金宮瑶廣弐段昇段論文

 

 合気道の稽古で取り得た事

  合気道の稽古で取り得た事は相対する相手を敵と思わない事です。

  相手を倒したいとか相手に勝ちたいとか思うと自然と身体に力が入ってしまい技が思うようにかけられなくなります。相手の力と自分の力がぶつかり合わないように相手の体を捌いて倒れるべきところに導く。その過程で相手と一体化すれば、相手は自分の一部になり敵が自分に変わり敵も相手もいなくなるという事らしいです。

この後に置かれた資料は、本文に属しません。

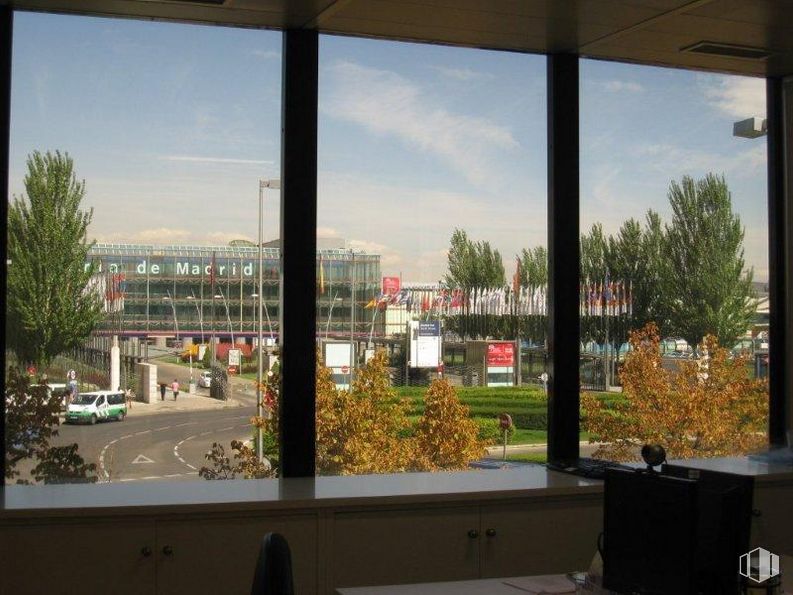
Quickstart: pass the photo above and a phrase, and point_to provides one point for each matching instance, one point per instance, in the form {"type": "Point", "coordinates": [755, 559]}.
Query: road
{"type": "Point", "coordinates": [168, 446]}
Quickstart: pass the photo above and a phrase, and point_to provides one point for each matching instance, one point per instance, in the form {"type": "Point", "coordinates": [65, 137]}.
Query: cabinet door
{"type": "Point", "coordinates": [98, 557]}
{"type": "Point", "coordinates": [204, 555]}
{"type": "Point", "coordinates": [404, 546]}
{"type": "Point", "coordinates": [772, 529]}
{"type": "Point", "coordinates": [540, 536]}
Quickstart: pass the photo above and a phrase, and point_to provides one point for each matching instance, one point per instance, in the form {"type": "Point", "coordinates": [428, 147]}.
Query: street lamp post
{"type": "Point", "coordinates": [352, 317]}
{"type": "Point", "coordinates": [228, 316]}
{"type": "Point", "coordinates": [169, 299]}
{"type": "Point", "coordinates": [198, 311]}
{"type": "Point", "coordinates": [274, 184]}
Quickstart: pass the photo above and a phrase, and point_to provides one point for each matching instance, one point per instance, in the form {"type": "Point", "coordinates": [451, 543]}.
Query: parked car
{"type": "Point", "coordinates": [205, 379]}
{"type": "Point", "coordinates": [100, 405]}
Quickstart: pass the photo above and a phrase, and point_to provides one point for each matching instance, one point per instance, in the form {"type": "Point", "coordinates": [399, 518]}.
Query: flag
{"type": "Point", "coordinates": [321, 276]}
{"type": "Point", "coordinates": [516, 277]}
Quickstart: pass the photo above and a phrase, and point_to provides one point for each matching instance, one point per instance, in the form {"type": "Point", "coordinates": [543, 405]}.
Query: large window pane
{"type": "Point", "coordinates": [432, 173]}
{"type": "Point", "coordinates": [170, 128]}
{"type": "Point", "coordinates": [674, 248]}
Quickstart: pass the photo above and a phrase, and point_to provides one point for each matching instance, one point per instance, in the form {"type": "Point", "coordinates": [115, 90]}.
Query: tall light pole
{"type": "Point", "coordinates": [198, 311]}
{"type": "Point", "coordinates": [228, 316]}
{"type": "Point", "coordinates": [352, 318]}
{"type": "Point", "coordinates": [274, 184]}
{"type": "Point", "coordinates": [169, 299]}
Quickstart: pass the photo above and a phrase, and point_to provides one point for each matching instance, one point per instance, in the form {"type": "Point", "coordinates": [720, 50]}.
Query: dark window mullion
{"type": "Point", "coordinates": [563, 257]}
{"type": "Point", "coordinates": [298, 252]}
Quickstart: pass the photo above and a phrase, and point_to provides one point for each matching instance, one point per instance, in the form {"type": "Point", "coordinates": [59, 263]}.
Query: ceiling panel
{"type": "Point", "coordinates": [647, 31]}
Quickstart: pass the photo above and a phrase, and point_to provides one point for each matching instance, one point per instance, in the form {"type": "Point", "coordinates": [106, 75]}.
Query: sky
{"type": "Point", "coordinates": [172, 125]}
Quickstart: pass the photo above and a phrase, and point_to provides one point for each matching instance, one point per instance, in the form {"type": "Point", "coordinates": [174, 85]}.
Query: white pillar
{"type": "Point", "coordinates": [115, 365]}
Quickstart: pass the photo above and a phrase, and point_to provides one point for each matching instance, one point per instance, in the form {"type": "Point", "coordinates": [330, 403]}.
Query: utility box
{"type": "Point", "coordinates": [147, 380]}
{"type": "Point", "coordinates": [339, 356]}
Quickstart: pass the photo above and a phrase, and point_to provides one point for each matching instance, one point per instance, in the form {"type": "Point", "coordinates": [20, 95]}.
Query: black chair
{"type": "Point", "coordinates": [273, 575]}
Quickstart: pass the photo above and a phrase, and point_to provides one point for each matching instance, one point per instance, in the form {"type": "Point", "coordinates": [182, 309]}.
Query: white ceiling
{"type": "Point", "coordinates": [645, 31]}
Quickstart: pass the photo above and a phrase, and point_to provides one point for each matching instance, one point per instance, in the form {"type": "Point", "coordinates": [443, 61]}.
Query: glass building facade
{"type": "Point", "coordinates": [194, 291]}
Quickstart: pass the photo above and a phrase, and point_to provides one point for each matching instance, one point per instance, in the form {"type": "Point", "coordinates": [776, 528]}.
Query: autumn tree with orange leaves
{"type": "Point", "coordinates": [706, 408]}
{"type": "Point", "coordinates": [363, 430]}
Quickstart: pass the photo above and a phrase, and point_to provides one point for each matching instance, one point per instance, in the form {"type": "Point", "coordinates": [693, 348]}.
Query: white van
{"type": "Point", "coordinates": [99, 405]}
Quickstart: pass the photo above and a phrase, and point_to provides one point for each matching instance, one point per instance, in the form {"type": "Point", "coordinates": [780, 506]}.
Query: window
{"type": "Point", "coordinates": [170, 127]}
{"type": "Point", "coordinates": [432, 185]}
{"type": "Point", "coordinates": [674, 248]}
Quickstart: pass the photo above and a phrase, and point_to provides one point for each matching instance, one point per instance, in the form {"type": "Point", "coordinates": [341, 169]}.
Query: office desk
{"type": "Point", "coordinates": [491, 586]}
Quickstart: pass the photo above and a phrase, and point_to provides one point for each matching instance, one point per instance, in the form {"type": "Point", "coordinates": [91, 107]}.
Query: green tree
{"type": "Point", "coordinates": [31, 420]}
{"type": "Point", "coordinates": [473, 264]}
{"type": "Point", "coordinates": [594, 255]}
{"type": "Point", "coordinates": [709, 292]}
{"type": "Point", "coordinates": [49, 306]}
{"type": "Point", "coordinates": [534, 267]}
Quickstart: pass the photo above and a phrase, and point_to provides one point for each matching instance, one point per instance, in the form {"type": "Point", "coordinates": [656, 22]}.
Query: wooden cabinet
{"type": "Point", "coordinates": [213, 556]}
{"type": "Point", "coordinates": [405, 546]}
{"type": "Point", "coordinates": [539, 536]}
{"type": "Point", "coordinates": [514, 538]}
{"type": "Point", "coordinates": [772, 523]}
{"type": "Point", "coordinates": [89, 557]}
{"type": "Point", "coordinates": [195, 555]}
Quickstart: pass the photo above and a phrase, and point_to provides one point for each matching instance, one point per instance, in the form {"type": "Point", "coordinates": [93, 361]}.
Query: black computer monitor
{"type": "Point", "coordinates": [724, 524]}
{"type": "Point", "coordinates": [649, 533]}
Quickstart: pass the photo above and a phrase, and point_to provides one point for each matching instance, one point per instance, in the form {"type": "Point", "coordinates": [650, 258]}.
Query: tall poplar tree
{"type": "Point", "coordinates": [50, 307]}
{"type": "Point", "coordinates": [709, 292]}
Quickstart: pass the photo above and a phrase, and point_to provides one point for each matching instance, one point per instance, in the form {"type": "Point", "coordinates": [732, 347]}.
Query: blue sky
{"type": "Point", "coordinates": [172, 125]}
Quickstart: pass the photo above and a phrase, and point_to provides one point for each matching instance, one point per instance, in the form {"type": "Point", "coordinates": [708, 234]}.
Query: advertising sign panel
{"type": "Point", "coordinates": [390, 285]}
{"type": "Point", "coordinates": [501, 354]}
{"type": "Point", "coordinates": [235, 358]}
{"type": "Point", "coordinates": [338, 357]}
{"type": "Point", "coordinates": [425, 344]}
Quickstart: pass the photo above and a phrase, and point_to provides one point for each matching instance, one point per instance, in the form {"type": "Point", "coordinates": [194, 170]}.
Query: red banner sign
{"type": "Point", "coordinates": [390, 285]}
{"type": "Point", "coordinates": [501, 354]}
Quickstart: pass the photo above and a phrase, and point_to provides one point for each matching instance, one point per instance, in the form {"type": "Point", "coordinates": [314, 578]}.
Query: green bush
{"type": "Point", "coordinates": [490, 431]}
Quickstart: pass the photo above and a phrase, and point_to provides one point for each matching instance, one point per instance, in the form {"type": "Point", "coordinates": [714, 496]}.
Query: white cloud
{"type": "Point", "coordinates": [462, 74]}
{"type": "Point", "coordinates": [669, 158]}
{"type": "Point", "coordinates": [168, 235]}
{"type": "Point", "coordinates": [327, 232]}
{"type": "Point", "coordinates": [267, 54]}
{"type": "Point", "coordinates": [410, 226]}
{"type": "Point", "coordinates": [199, 159]}
{"type": "Point", "coordinates": [386, 103]}
{"type": "Point", "coordinates": [738, 97]}
{"type": "Point", "coordinates": [622, 86]}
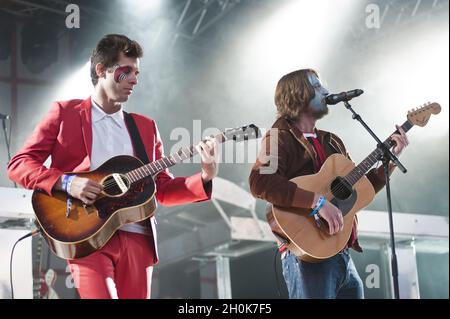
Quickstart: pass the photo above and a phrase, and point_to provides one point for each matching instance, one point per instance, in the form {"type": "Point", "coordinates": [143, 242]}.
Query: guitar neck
{"type": "Point", "coordinates": [360, 170]}
{"type": "Point", "coordinates": [154, 168]}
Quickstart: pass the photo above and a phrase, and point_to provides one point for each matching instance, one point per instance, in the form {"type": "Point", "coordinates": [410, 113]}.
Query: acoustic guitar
{"type": "Point", "coordinates": [74, 230]}
{"type": "Point", "coordinates": [343, 184]}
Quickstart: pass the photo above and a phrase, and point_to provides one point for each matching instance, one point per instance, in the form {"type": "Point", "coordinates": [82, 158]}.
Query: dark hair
{"type": "Point", "coordinates": [293, 94]}
{"type": "Point", "coordinates": [108, 49]}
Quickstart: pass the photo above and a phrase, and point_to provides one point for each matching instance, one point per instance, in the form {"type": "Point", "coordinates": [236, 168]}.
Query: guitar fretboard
{"type": "Point", "coordinates": [165, 162]}
{"type": "Point", "coordinates": [360, 170]}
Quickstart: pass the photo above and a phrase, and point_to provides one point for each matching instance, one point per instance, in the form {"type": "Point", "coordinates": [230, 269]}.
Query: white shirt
{"type": "Point", "coordinates": [110, 138]}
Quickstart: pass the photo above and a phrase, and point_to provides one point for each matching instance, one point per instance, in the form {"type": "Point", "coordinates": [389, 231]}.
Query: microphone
{"type": "Point", "coordinates": [344, 96]}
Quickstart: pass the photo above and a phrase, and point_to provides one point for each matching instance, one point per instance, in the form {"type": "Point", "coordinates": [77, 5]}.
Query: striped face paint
{"type": "Point", "coordinates": [122, 73]}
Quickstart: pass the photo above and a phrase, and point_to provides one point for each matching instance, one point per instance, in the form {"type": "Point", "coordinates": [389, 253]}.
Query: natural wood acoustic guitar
{"type": "Point", "coordinates": [345, 185]}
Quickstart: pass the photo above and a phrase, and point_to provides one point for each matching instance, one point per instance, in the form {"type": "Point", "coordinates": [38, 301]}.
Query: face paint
{"type": "Point", "coordinates": [317, 105]}
{"type": "Point", "coordinates": [122, 73]}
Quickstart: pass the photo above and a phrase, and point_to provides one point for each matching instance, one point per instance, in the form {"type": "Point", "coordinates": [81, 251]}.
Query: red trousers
{"type": "Point", "coordinates": [121, 269]}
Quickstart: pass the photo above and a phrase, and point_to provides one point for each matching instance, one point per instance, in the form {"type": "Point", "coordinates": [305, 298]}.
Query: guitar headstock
{"type": "Point", "coordinates": [242, 133]}
{"type": "Point", "coordinates": [421, 115]}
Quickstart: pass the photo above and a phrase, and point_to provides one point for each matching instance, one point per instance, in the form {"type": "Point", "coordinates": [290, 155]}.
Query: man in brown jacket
{"type": "Point", "coordinates": [301, 150]}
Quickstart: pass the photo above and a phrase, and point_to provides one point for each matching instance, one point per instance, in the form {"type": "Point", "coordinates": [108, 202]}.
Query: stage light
{"type": "Point", "coordinates": [39, 46]}
{"type": "Point", "coordinates": [78, 86]}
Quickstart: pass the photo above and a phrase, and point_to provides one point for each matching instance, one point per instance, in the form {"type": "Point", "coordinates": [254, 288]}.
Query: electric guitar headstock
{"type": "Point", "coordinates": [421, 115]}
{"type": "Point", "coordinates": [243, 133]}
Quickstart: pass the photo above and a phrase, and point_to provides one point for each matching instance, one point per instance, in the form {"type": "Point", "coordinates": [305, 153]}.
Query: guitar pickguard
{"type": "Point", "coordinates": [347, 204]}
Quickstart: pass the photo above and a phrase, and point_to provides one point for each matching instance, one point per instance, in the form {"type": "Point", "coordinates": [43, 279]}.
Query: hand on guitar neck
{"type": "Point", "coordinates": [331, 214]}
{"type": "Point", "coordinates": [81, 188]}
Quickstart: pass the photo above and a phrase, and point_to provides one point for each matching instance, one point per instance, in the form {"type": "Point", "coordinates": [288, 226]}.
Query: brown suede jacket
{"type": "Point", "coordinates": [295, 158]}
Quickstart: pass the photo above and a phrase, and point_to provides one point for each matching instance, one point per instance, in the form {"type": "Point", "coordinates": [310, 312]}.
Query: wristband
{"type": "Point", "coordinates": [66, 182]}
{"type": "Point", "coordinates": [319, 204]}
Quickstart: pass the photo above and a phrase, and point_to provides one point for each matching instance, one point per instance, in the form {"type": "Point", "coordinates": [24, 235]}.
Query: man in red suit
{"type": "Point", "coordinates": [79, 136]}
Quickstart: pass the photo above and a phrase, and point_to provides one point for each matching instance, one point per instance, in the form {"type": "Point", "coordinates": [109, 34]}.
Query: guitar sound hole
{"type": "Point", "coordinates": [111, 186]}
{"type": "Point", "coordinates": [341, 189]}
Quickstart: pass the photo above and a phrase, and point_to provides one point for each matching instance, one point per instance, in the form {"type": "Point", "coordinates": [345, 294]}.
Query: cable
{"type": "Point", "coordinates": [32, 233]}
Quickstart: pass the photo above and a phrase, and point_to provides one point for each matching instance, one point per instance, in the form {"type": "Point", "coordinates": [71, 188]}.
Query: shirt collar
{"type": "Point", "coordinates": [98, 114]}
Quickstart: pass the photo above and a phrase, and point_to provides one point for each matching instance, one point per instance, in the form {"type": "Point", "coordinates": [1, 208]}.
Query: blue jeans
{"type": "Point", "coordinates": [334, 278]}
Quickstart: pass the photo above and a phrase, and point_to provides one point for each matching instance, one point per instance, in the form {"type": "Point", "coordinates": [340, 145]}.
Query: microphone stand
{"type": "Point", "coordinates": [5, 131]}
{"type": "Point", "coordinates": [385, 157]}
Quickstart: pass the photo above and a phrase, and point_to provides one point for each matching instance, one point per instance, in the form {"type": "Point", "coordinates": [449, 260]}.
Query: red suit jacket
{"type": "Point", "coordinates": [65, 134]}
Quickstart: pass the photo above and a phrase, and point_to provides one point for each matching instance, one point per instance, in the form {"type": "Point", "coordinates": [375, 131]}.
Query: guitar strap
{"type": "Point", "coordinates": [136, 138]}
{"type": "Point", "coordinates": [139, 149]}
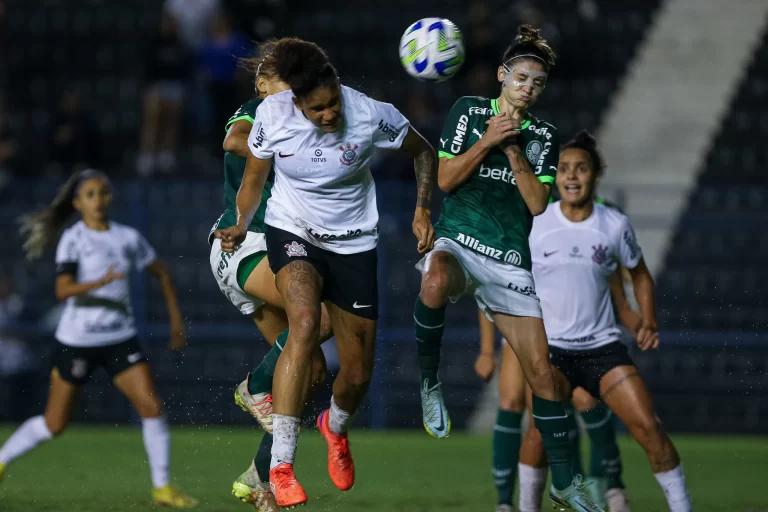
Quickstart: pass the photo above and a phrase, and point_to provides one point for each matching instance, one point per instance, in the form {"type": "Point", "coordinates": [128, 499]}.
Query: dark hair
{"type": "Point", "coordinates": [530, 44]}
{"type": "Point", "coordinates": [586, 141]}
{"type": "Point", "coordinates": [40, 227]}
{"type": "Point", "coordinates": [303, 65]}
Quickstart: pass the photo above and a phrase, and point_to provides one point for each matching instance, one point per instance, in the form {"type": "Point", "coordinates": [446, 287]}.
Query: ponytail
{"type": "Point", "coordinates": [39, 228]}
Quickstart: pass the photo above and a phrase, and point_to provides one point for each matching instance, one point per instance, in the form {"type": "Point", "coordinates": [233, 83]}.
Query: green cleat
{"type": "Point", "coordinates": [573, 498]}
{"type": "Point", "coordinates": [437, 423]}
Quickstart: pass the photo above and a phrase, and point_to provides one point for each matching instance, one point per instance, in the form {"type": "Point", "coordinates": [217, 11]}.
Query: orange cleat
{"type": "Point", "coordinates": [287, 490]}
{"type": "Point", "coordinates": [340, 465]}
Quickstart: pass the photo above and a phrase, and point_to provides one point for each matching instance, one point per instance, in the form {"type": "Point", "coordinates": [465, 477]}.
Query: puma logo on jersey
{"type": "Point", "coordinates": [461, 131]}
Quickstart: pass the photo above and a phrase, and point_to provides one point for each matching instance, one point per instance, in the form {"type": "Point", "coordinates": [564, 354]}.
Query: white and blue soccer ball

たまに上手く出来たような気がするんですが、出来たような気がするだけで、まだまだ未熟な自分ではなかなかそういう感じで技はかけられません。

 

  「真の武道とは相手を殲滅するだけでなく、その相対するところの精神を相手自ら喜んで無くさしめるようにしたければならぬ和合の為にするのが真の武道、すなわち合気道である。」(合気真髄より)

 最近、「その相対するところの精神を相手自ら無くさしめるようにしなければならぬ」というのが、出来る出来ないは別にして少しだけ理解出来た気がします。

 

  ある雑誌に大東流合気術の人が取材された記事が載っていました。ある師範と稽古をしていた時に力を抜いた合気的な技で投げられた瞬間に笑ってしまったそうです。その時に「これが武道だ。相手の闘争心を消すのが武道だ。」と言われたそうです。それを読んでいて、合気道を習い始める前に体験稽古をした時に諏訪先生に座技呼吸法で引っくり返されて笑っていたのを思い出し、技を掛けられた相手が闘争心無くし思わず笑ってしまうような技を掛けるということが「相手自ら喜んで無くさしめる」ということではないかと思います。

 

 技を掛けられた相手が闘争心を無くして笑ってしまう、というのをひとつの目標として、先生の指導や一緒に稽古をする人達の力をかりてこれからも稽古を重ね精進して行きたいと思います。